2025-01-28 20:47:00 :
In order to control the highly anticipated battles controlled by Reminare Enterpris LTD, a new turning point occurred on Tuesday. Investors headquartered in Bangkok sought intervention from the Delhi High Court to stop the public offer of the Burman family to increase the 26 % stake of the financial service group’s group. Essence
Sapna Govind Rao claims to have 500 shares in religious beliefs, and he urges the court to consider one BleakFlorida’s businessman Digvijay’danny’Gaekwad’s public offer of 500 billion pounds.
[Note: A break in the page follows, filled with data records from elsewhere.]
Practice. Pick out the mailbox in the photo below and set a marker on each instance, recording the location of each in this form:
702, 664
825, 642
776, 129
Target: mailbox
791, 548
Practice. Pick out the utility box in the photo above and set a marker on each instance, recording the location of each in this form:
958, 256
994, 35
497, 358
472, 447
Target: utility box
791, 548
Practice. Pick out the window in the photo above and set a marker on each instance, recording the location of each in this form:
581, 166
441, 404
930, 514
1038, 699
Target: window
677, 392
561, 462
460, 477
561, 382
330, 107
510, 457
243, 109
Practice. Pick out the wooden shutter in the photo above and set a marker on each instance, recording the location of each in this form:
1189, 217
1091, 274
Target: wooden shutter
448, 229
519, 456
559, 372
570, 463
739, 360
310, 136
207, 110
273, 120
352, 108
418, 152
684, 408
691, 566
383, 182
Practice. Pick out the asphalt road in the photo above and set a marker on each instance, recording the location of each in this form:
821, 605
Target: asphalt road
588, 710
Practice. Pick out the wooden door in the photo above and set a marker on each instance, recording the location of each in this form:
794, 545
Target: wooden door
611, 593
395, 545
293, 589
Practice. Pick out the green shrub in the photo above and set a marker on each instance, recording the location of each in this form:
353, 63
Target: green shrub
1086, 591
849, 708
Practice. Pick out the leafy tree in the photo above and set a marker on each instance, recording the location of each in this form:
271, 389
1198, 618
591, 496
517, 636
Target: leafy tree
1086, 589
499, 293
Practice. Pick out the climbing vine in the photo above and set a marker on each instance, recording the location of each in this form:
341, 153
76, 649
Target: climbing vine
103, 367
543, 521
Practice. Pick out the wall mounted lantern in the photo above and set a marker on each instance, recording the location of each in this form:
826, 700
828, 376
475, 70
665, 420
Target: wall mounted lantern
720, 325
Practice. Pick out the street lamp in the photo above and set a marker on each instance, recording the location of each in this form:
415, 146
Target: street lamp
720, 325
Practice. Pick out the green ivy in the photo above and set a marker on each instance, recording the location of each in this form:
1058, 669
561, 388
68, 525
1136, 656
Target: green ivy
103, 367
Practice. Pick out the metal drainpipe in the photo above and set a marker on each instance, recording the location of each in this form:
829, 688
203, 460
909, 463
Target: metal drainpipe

Mint reviewed the copy of Rao’s emergency application in the court.
Rao proposed a few hours after the court applied. Reminare revealed to the Stock Exchange that the Indian Securities Exchange Commission has returned to GAekWad’s proposal because it does not meet the rules of exemption from regulatory agencies specified in the Indian acquisition code.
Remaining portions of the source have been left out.